All of the eye movement analysis was carried out using Data Viewer version (SR-Research). Since all aspects of the video we were interested in moved across time, we manually coded dynamic interest areas on a frame-by-frame basis. The interest areas were locked to the target and changed location and size as the target moved (see Supplementary Videos). The face interest area consisted of an oval shape that covered the entire face. Two sub-interest areas were created that covered the eyes and the mouth. The second main interest area was the hands, which covered both of the actor’s hands as well as the objects that were being used in that particular frame, with the size of the interest area adjusted so that it also covered this object. Table 1 shows the mean sizes of the different interest areas of each of the videos. As the videos were of different duration, we only analysed the data from the first 136 s, thus ensuring that they were matched in length.

Table 1 Mean sizes (% of the surface area) of interest areas for each video. Please note that the interest area sizes varied across time. The eyes and mouth interest areas were subsets of the face area


Three main analyses were carried out that were designed to best answer the research questions and understand the differences in time spent looking at the different interest areas depending on the sound condition, viewed activity, and during periods with direct gaze. Preliminary analysis of the data showed that gender did not have a significant impact on the data, and so it was not included in the main analyses as a covariate.

Effect of activity and sound on fixating on the face and hands

The first analysis looked at whether the sound and the activity influenced the degree to which participants fixated on the face as opposed to the hands. We calculated the percentage of time that participants fixated each interest area, and carried out an ANOVA with activity (monologue, manual action misdirection) and interest area (face, hands) as the within-participant variables, and sound (sound, no sound) as the between-participants variable. Figure 2 shows the mean dwell times for each of these interest areas and videos as a function of sound condition.

Fig. 2
figure 2

Mean percent dwell times for fixating the face and hands as a function of video and sound condition (error bars denote ±1 standard error)

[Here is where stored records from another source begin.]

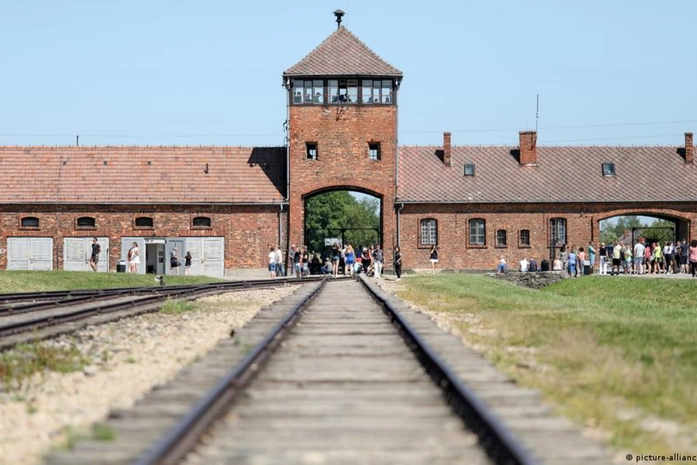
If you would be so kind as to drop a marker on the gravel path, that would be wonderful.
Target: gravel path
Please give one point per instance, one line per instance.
(128, 358)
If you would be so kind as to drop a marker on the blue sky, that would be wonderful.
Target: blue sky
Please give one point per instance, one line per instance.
(158, 72)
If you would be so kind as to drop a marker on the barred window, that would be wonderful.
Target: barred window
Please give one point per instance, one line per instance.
(525, 238)
(477, 232)
(501, 238)
(429, 232)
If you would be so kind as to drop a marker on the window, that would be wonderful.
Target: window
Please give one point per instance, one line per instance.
(144, 222)
(501, 238)
(374, 150)
(308, 92)
(86, 222)
(343, 90)
(608, 169)
(201, 222)
(477, 232)
(311, 148)
(524, 238)
(29, 222)
(557, 228)
(429, 232)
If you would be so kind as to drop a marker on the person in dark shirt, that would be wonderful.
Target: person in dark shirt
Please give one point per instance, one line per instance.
(96, 250)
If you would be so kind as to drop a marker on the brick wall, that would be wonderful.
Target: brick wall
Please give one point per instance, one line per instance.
(247, 230)
(582, 226)
(342, 135)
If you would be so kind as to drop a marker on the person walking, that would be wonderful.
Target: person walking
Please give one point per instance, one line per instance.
(133, 258)
(379, 259)
(187, 263)
(434, 258)
(174, 262)
(397, 262)
(272, 262)
(96, 250)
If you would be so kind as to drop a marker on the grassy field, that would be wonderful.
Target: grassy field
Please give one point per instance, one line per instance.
(32, 281)
(617, 355)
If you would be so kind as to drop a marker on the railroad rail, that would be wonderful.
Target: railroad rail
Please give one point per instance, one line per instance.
(330, 380)
(67, 311)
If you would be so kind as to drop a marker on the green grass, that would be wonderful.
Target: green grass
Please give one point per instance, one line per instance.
(33, 281)
(609, 351)
(178, 306)
(19, 364)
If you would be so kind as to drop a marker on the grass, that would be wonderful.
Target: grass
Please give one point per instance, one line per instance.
(21, 363)
(613, 353)
(34, 281)
(178, 306)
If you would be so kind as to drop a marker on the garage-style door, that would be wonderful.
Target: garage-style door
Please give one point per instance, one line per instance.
(208, 255)
(29, 253)
(78, 250)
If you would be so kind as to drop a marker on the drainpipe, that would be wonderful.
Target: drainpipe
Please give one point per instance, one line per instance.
(399, 210)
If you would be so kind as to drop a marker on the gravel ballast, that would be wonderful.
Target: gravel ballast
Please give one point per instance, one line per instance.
(127, 358)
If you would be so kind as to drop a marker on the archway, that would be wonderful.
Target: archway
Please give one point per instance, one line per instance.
(629, 227)
(343, 216)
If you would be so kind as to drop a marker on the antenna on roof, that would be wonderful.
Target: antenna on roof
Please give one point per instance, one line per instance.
(338, 14)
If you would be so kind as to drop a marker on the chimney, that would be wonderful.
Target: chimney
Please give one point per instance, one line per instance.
(528, 148)
(446, 149)
(689, 148)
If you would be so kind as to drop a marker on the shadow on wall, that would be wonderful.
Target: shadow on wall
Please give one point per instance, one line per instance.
(272, 160)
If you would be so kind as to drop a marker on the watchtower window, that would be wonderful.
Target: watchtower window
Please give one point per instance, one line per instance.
(376, 91)
(311, 148)
(343, 90)
(308, 92)
(374, 150)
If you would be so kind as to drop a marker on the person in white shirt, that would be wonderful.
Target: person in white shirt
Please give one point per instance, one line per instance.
(524, 264)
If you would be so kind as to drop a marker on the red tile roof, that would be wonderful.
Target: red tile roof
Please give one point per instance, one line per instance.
(142, 174)
(562, 174)
(342, 54)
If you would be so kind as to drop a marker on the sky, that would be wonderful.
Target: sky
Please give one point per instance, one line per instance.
(209, 72)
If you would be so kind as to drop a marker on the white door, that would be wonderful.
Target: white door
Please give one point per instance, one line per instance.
(208, 255)
(29, 253)
(169, 246)
(78, 250)
(126, 244)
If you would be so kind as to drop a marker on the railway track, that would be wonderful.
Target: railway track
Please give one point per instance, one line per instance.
(33, 316)
(338, 375)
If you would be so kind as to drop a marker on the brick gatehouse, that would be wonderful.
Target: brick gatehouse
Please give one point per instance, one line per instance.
(228, 204)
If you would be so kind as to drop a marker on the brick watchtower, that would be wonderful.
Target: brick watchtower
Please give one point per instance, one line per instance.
(342, 127)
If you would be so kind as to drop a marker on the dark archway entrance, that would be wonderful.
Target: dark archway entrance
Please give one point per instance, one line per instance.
(343, 217)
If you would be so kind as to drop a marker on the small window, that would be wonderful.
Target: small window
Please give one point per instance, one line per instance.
(501, 238)
(525, 238)
(29, 222)
(477, 232)
(429, 232)
(374, 150)
(608, 169)
(86, 222)
(201, 222)
(311, 148)
(144, 222)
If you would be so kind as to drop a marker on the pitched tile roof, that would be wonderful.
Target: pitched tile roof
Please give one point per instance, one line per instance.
(142, 174)
(342, 54)
(562, 174)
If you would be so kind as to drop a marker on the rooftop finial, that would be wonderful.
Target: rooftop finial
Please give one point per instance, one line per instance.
(338, 14)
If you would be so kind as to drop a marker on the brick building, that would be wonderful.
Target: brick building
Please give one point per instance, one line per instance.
(228, 204)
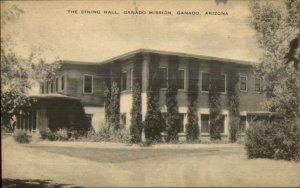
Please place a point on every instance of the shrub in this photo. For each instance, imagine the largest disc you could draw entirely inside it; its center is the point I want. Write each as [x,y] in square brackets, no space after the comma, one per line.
[108,134]
[61,135]
[21,136]
[276,139]
[47,134]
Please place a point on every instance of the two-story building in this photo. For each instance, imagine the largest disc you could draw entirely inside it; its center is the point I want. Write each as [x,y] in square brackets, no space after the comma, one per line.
[87,82]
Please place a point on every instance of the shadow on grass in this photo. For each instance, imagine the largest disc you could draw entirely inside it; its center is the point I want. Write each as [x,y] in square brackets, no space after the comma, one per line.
[7,182]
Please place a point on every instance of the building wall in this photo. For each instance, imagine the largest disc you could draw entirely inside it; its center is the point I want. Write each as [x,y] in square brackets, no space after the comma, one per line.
[74,84]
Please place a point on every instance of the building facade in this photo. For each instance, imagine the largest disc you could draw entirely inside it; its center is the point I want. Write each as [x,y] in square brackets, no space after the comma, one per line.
[88,81]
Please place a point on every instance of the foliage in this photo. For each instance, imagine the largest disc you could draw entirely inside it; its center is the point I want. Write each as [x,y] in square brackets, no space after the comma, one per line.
[21,136]
[216,120]
[154,122]
[278,36]
[192,125]
[233,104]
[274,139]
[172,119]
[112,96]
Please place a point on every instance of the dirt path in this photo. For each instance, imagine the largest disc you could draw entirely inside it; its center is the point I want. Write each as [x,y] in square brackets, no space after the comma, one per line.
[72,165]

Our primary interest was whether the sound condition oriented participants’ eye movements to the actor’s face; our results did indeed reveal a significant audio by interest area interaction, F(1, 70) = 4.30, p = .042, η2= .11. The interaction was broken down by looking at the simple effects. As predicted, participants spent significantly more time fixating on the face with sound rather than without sound [t(70) = 1.87, p = .033 (one-tailed), d = 0.31], and vice versa for the hands [t(70) = 1.68, p = .048 (one-tailed), d= 0.28]. Whilst we feel justified in using one-tailed tests to assess the simple effect, we would like to draw attention to the fact that these effects are rather small and are no longer significant under stricter criteria. There was no significant activity by sound by interest area interaction F(2, 140) = 0.708, p = .50, η2= .01, which suggests this effect was independent of activity.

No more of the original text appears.